We are very careful, however, to take
turns being the designated driver.
This is especially lucky for Opie because
when he drives home he is often treated to an incredible vocal performance by
yours truly as I belt out classics from the 80s and 90s.
It is interesting to note that there is
something horribly wrong with the acoustics in Opie’s car. When I'm in my car
alone, I sound amazing. I hit the high
notes every time I and I’m pretty sure I have about an 8 octave range. Then I
get in Opie’s car and all of a sudden I sound like a cat who just got his tailcaught in the blinds. It’s weird.
But I digress…
As I was saying, when Opie drives he gets
showered with song.

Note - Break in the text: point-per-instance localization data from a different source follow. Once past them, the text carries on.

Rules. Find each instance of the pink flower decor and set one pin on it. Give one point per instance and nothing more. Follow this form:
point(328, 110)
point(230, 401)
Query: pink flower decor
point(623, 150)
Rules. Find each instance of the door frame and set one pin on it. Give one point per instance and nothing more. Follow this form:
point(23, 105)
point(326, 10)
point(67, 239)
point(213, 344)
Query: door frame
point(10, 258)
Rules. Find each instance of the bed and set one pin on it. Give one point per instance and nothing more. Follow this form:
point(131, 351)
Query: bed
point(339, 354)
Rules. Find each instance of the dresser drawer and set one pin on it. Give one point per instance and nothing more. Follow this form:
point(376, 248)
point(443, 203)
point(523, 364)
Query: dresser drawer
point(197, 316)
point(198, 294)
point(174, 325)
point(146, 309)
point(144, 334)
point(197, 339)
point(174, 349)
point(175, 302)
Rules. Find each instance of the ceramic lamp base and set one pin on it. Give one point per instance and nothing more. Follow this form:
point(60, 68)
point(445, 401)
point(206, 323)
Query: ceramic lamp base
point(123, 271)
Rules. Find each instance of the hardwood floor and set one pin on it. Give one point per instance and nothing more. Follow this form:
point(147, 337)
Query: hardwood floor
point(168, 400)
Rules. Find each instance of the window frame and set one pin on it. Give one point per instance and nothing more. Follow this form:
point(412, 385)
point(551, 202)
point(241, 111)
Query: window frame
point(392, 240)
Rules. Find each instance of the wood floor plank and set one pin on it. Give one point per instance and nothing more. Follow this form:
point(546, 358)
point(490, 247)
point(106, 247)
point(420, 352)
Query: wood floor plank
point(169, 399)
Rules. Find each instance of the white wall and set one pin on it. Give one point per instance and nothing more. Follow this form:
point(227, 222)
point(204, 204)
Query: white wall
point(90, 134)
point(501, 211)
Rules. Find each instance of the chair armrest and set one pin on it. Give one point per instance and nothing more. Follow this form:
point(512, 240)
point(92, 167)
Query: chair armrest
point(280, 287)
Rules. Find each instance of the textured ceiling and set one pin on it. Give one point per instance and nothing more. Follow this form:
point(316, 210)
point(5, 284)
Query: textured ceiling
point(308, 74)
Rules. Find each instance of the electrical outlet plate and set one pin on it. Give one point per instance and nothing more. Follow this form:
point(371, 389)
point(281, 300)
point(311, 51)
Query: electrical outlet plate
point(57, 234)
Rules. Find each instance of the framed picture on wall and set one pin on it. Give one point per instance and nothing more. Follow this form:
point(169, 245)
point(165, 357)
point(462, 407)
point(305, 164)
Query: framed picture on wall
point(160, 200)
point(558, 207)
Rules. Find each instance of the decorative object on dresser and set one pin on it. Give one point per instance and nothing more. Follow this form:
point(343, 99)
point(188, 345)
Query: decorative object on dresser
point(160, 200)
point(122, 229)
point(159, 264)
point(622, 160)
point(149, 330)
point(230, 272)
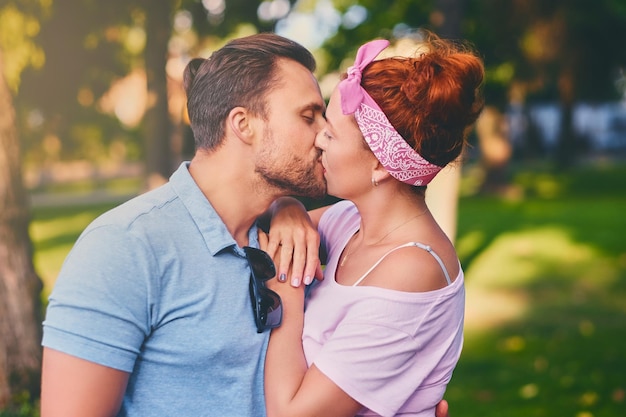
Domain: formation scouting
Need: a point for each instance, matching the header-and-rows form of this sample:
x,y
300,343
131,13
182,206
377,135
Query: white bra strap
x,y
406,245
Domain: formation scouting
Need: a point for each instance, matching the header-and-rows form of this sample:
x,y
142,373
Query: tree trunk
x,y
20,287
157,120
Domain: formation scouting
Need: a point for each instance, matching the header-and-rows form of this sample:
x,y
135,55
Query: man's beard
x,y
296,177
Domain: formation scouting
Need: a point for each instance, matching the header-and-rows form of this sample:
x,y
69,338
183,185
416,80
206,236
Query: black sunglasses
x,y
266,304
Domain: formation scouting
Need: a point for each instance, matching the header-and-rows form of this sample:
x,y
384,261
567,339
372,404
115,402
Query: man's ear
x,y
240,122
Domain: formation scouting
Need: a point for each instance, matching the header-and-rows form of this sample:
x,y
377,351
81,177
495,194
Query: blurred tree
x,y
19,284
558,51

And when I drive, he often gets treated to conversations
like the one we had last week.
“Holy crap!” I said, a few seconds after
we pulled out of the driveway. “Look at the size of that spider on the back
window! It’s the size of a human head!”
Opie, after a cursory glance mumbled
something like “Yeah, it’s big.”
“It’s not just big, it’s enormous! Is it
on the inside or outside of the glass?”
Which is when he made one of the classic
blunders: he told the truth. “I don’t know,” he said.
“Oh geez!
What if it’s on the inside?”
“It’s not on the inside.”
“You don’t know that, you just said you
weren’t sure.”
“I’m sure now. Besides, it might not even be a spider. It’s probably just a piece of dirt—“
“Oh, it’s a spider!” I assured him, taking another long look to
make sure. “I can see its creepy spider
legs dancing around in that creepy spider way.

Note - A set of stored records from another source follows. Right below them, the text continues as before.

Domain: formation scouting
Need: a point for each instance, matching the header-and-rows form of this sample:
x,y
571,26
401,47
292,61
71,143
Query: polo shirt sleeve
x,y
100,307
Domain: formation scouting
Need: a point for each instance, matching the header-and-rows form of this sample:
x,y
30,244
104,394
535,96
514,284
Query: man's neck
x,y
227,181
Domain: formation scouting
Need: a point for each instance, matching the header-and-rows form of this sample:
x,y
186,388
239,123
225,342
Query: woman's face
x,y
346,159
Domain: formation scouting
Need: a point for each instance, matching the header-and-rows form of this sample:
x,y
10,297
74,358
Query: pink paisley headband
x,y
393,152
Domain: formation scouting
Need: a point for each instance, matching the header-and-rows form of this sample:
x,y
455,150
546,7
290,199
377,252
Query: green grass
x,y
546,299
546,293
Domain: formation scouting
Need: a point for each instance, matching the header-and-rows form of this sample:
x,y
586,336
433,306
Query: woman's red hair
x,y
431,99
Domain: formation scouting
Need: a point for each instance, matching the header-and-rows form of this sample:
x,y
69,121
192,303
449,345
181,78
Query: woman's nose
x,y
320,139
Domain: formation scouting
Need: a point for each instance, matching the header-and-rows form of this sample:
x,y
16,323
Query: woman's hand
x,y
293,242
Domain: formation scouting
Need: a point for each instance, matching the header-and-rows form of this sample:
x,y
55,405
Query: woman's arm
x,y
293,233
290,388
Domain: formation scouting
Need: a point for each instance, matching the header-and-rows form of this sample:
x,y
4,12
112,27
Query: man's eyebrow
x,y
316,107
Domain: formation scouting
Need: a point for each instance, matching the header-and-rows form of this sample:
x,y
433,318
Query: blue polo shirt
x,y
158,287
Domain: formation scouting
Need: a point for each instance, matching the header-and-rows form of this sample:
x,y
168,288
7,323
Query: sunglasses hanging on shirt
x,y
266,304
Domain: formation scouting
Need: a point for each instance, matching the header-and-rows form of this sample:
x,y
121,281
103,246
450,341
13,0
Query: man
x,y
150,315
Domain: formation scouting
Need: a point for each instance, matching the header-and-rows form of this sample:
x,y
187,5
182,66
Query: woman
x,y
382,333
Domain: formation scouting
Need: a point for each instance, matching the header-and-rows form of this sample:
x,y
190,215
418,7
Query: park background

It’s definitely a spider.”
“Would you please be careful and pay
attention to the road? There’s a cop right next to us.”
“I’m sure the cop would understand
spider-induced car trouble,” I said. “But if you just watch the spider then I won’t
have to. At least not much.”
“Why
does anyone need to watch the spider?”
“Because if it’s inside the car, it could
skitter across the ceiling in all its spider sneakiness and jump on one of us.
Probably you. And then it could bite you
on the jugular and you’d die before I could do anything to help.”
“That’s insane.”
“ARE YOU GOING TO WATCH THE SPIDER OR
NOT??”
“I’M WATCHING THE STUPID SPIDER!” He
shouted back.
A few minutes later, I decided this was
the perfect time to really put things into focus for him. “You know, things like this wouldn’t happen
if you would just get me a scooter.”
“I will NEVER get you a scooter.”
“Can’t you just see me on a scooter? I’d scoot over to the store. I’d scoot to church. I’d scoot all over town on a scooter. And, if you were really nice to me, I’d let
you ride in the sidecar.”
He ended this discussion with the rather
abrupt announcement that if he ever does get me a scooter, I should take that
as a sign he doesn’t really care about me all.

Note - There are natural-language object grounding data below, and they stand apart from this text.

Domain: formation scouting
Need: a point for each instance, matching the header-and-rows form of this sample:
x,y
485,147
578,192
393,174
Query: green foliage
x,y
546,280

Apparently he is under the impression that my life expectancy
post-scooter purchase is about a week.
Which is totally unfair.
In any case, when we got to George’s, I jumped
out of the car and determined that the spider was, in fact, on the outside of
the glass…I couldn’t get a good picture of it, though, because I was pretty
sure it was still plotting a way to leap on one of us.
Which may sound a little bit completely
insane…but not when you realize that I’m clearly psychic because after a brief
bit of Internet research I learned that this is called the “Bold Jumping Spider”
(a fact I screamed at Opie triumphantly) and is characterized by its ability to
“jump at prey with extraordinary accuracy” and the fact that it “isn’t afraid to eat creatures much larger than itself.”
Basically, my insistence on constant
spider surveillance saved Opie’s life.
I could be wrong but I like to think it
was just the overwhelming relief from this near-death experience that made him
start shouting for a beer the instant we crossed George’s threshold.